Sofía comprendió lo que había pasado y se levantó de un salto.
El cuarto de servicio estaba completamente a oscuras, con solo una pequeña ventana muy alta a través de la cual no podía ver nada del exterior.
¿Acaso ya había entrado en La Ciudad Subterránea?
Las palabras de Gustavo resonaron en su mente: si el gasto de Sofía superaba cierto límite, podría ser invitada como cliente a La Ciudad Subterránea, pero también existía una posibilidad mucho peor…
Ser forzada a entrar.
Aquellos que entraban de esa manera se convertían en parte de La Ciudad Subterránea. Básicamente, era un viaje sin retorno.

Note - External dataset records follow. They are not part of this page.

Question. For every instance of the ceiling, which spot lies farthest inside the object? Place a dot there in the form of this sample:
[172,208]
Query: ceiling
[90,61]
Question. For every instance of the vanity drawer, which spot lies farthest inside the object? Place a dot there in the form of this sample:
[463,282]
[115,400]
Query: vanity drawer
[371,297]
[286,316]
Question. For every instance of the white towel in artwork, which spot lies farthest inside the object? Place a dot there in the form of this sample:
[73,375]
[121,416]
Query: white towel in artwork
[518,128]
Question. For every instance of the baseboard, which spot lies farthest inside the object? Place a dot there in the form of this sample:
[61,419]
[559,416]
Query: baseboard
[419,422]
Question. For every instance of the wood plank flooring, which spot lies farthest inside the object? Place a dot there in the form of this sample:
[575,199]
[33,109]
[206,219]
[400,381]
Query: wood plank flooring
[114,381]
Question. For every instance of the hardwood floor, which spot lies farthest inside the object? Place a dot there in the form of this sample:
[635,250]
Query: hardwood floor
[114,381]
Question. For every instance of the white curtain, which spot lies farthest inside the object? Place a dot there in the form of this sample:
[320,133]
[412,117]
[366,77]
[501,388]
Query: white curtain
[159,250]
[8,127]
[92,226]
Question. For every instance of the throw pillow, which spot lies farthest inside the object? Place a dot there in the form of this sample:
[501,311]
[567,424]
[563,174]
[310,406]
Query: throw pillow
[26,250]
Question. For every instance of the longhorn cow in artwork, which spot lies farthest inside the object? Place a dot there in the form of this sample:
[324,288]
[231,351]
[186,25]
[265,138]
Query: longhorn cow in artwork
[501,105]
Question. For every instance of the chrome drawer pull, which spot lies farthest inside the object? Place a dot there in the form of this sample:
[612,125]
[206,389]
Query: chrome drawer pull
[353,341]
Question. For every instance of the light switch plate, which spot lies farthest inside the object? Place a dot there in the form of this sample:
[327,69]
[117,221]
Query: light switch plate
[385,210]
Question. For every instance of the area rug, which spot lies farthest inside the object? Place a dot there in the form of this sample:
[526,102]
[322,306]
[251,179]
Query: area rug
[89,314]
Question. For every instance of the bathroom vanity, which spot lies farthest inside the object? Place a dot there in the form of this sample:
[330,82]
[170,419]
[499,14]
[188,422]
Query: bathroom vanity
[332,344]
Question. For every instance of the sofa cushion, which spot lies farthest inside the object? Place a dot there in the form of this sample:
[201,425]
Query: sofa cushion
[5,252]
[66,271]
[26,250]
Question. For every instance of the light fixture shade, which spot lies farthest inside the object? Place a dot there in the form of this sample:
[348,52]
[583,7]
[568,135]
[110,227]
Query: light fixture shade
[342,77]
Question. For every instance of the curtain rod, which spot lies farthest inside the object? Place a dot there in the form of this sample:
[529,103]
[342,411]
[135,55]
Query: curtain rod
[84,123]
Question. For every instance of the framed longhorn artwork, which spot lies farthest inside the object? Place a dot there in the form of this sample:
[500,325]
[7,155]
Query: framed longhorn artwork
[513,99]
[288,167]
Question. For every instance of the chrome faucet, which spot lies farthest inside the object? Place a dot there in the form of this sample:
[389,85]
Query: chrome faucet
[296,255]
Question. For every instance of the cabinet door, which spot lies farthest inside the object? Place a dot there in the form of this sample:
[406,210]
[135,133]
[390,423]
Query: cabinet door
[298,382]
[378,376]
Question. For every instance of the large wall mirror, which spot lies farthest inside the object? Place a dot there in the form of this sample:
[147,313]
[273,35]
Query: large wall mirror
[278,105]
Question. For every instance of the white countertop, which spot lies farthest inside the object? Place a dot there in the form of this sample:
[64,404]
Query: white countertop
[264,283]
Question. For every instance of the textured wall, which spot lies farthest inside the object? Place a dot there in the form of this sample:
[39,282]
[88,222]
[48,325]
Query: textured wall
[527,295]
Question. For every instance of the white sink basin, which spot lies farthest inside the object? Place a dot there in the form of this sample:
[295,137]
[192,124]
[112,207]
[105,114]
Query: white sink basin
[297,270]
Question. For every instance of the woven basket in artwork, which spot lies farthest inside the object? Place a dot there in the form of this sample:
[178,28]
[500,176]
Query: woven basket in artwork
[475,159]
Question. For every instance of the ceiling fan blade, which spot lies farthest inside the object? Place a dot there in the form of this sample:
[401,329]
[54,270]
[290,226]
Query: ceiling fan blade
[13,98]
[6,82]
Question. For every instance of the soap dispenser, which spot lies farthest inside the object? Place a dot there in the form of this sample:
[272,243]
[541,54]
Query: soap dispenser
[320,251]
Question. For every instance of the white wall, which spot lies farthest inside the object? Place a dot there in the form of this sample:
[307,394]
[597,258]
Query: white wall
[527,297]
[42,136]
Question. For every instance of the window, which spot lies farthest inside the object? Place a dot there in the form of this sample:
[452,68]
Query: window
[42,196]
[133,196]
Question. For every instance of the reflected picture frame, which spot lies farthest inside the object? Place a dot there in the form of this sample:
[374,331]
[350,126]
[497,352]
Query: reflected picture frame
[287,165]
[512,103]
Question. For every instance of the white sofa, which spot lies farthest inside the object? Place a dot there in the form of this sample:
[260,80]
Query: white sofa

Evidentemente, Sofía se encontraba en la segunda situación.
—Adrián, despierta, ¡despiértate ya!
Sofía sacudió con fuerza el brazo de Adrián. Finalmente, vio cómo él fruncía el ceño y abría los ojos con dificultad.
Su mirada estaba perdida y desenfocada, tardando un momento en volver a centrarse.
Al ver a la persona frente a él, instintivamente le agarró la mano. —Sofía… ¿estás bien?
Adrián tenía la garganta seca y la voz ronca. Sentía la cabeza pesada y un dolor agudo al moverse.
—Estoy bien, ¿cómo te sientes tú?
En realidad, Sofía estaba un poco preocupada por Adrián. Después de todo, tenía problemas de corazón y estaba acostumbrado a una vida de lujos. Probablemente no aguantaría mucho tiempo en un lugar como este.
Adrián negó con la cabeza y entonces observó a su alrededor. —¿Qué está pasando exactamente?
Antes de perder el conocimiento, ya había sentido que algo no cuadraba. Era obvio que Sofía no había ido a ese bar solo para divertirse.
¿Cuántos secretos más guardaba?
—Creo que ahora estamos en La Ciudad Subterránea.
—¿La Ciudad Subterránea?
La voz de Adrián era grave y profunda.
Sofía asintió y le explicó la situación brevemente.
Ahora mismo debían estar en la zona roja de la ciudad, un lugar sin ley, de acceso restringido, que vivía de los casinos. Comúnmente conocida como La Ciudad Subterránea.